I recently rushed through reading “Zero to One.” After finishing a book, I always want to write something, but when I actually sit down at the keyboard, I never quite know where to begin. In the past, when writing summaries or book notes, I would pull out the original book and type up the passages I found interesting, but I feel that approach lacks real substance when you chew on it.
This book has a rating of 8.0 on Douban and is quite a slim volume. Given my limited life experience, I wouldn’t dare to rate this book myself, but I feel that reading it once is certainly not enough.
At first glance, this book seems a bit like motivational writing, yet also a bit like anti-motivational writing.

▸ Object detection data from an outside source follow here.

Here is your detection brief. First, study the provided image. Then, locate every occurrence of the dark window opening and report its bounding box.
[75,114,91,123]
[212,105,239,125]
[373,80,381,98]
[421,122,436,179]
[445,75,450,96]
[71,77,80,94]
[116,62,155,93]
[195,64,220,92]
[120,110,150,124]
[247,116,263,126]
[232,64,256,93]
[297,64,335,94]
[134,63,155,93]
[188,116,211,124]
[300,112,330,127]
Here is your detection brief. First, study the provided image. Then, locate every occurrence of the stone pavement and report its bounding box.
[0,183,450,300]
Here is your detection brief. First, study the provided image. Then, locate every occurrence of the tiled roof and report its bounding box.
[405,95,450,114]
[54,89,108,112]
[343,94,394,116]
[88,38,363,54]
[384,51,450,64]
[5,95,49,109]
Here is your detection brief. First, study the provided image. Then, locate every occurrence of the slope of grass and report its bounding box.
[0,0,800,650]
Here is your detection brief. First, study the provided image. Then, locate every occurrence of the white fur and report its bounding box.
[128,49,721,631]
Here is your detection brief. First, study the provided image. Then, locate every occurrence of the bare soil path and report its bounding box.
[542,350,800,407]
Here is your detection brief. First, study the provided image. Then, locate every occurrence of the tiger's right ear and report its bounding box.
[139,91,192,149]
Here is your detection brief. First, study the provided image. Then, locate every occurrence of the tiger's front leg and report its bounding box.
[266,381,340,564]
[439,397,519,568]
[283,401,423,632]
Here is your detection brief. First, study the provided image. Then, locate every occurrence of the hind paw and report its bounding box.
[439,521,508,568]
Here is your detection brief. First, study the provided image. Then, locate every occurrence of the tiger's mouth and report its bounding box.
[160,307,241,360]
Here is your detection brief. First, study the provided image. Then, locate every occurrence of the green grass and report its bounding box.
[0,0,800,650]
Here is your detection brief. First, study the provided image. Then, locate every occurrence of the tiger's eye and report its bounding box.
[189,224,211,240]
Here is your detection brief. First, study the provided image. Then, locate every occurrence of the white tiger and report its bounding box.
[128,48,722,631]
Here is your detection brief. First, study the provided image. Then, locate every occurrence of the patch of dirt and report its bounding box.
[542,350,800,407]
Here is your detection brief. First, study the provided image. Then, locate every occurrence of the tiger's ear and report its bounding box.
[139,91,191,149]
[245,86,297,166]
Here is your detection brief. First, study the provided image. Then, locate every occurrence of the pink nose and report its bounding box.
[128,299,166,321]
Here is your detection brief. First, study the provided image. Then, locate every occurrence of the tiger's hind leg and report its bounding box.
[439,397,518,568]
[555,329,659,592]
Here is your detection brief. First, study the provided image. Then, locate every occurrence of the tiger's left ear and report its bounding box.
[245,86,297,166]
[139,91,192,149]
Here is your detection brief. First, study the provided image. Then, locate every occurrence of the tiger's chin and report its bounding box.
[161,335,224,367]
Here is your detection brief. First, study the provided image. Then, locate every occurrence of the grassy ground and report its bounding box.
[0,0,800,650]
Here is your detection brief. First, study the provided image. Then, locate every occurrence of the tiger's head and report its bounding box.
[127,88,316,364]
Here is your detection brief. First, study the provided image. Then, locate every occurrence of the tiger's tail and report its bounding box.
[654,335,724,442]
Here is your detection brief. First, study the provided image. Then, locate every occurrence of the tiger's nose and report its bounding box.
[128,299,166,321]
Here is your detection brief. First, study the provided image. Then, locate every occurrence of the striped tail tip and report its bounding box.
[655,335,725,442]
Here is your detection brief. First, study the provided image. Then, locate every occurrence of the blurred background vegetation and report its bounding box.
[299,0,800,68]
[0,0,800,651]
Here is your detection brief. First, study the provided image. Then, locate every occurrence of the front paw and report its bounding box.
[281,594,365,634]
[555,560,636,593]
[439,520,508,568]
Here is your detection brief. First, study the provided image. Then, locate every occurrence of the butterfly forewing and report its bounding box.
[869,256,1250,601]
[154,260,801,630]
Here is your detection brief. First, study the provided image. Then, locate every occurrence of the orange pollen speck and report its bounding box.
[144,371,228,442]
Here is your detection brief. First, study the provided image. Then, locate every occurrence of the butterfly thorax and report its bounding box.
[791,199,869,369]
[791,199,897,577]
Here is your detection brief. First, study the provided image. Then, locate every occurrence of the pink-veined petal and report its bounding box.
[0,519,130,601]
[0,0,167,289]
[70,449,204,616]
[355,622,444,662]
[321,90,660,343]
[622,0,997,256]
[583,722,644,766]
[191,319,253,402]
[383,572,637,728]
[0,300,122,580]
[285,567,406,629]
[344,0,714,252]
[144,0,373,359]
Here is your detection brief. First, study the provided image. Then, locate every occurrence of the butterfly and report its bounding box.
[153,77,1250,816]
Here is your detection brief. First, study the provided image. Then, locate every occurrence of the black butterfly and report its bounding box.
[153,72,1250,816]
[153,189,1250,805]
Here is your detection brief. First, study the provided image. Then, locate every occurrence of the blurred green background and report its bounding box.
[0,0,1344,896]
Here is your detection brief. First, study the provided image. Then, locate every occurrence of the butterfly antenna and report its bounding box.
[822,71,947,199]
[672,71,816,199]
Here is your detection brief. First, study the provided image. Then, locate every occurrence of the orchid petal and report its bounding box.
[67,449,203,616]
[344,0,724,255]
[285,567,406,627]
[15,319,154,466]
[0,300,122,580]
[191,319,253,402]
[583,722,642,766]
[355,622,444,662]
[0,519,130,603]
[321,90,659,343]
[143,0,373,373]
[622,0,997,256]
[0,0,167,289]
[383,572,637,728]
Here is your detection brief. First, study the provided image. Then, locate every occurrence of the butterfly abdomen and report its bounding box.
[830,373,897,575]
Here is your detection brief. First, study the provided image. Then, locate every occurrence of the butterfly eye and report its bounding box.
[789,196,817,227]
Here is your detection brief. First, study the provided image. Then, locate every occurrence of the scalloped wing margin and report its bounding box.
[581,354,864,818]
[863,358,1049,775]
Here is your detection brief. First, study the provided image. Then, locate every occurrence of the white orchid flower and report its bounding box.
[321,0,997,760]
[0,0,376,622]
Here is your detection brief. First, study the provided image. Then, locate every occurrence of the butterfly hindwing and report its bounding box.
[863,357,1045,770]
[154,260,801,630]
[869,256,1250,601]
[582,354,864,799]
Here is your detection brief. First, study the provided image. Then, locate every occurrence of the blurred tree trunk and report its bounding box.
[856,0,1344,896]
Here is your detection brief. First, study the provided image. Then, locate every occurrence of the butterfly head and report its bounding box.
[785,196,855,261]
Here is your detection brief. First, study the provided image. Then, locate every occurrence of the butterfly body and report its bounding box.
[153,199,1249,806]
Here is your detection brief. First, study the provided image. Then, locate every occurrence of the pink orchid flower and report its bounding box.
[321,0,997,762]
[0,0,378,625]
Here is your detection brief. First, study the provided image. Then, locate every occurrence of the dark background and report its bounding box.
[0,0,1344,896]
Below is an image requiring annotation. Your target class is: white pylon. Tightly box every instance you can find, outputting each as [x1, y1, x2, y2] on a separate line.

It talks about big principles, but big principles are not necessarily the ones people remember to apply in practice.
The most important impressions this book left on me can be summed up in a few words.
The First: Qualitative Change
In common terms, quantitative changes lead to qualitative changes, but this book approaches it from the perspective of innovation: taking that first step is what is truly great – like the first person to eat a crab. Everything that follows is just replication, a less meaningful accumulation.
The Second: Monopoly
Whether in personal life, career, or running a company, the most important thing is to have a unique skill. I remember my advisor once said, “One signature skill can feed you anywhere.” That is essentially the idea. For those in technology, technical ability is king. In recent years (2015), with the wave of mass entrepreneurship, people pitch to investors telling stories like “I have a great idea,” and so on. But the ones that truly survive – whether companies or employees within companies – are those with a distinctive skill. I wouldn’t say they are completely irreplaceable; I have always believed nothing is truly irreplaceable. But when someone creates great value on one hand, and the cost of replacing them is very high on the other, nobody is willing to replace them. That is when a kind of monopoly forms, and this is also the significance of patents. Take WeChat, for example. Current chat apps like Laiwang, Momo, and even a swarm of startups using similar concepts – campus-based, dating-based, entrepreneurship-based, family-based, and so on – are their technical capabilities not strong enough? Are their resources not abundant enough? Are their ideas not fresh enough? Yet WeChat remains irreplaceable, at least for now. This is a form of “monopoly.”
The Third: Secrets
When a person or a company can uncover a secret that triggers qualitative change and creates monopoly, that company has succeeded. This sounds quite mystical, but it makes a lot of sense. As for how exactly to put it into practice? My experience is still limited, and I hope that the next time I read this book, I will have a deeper understanding.
The above are my thoughts after reading this book.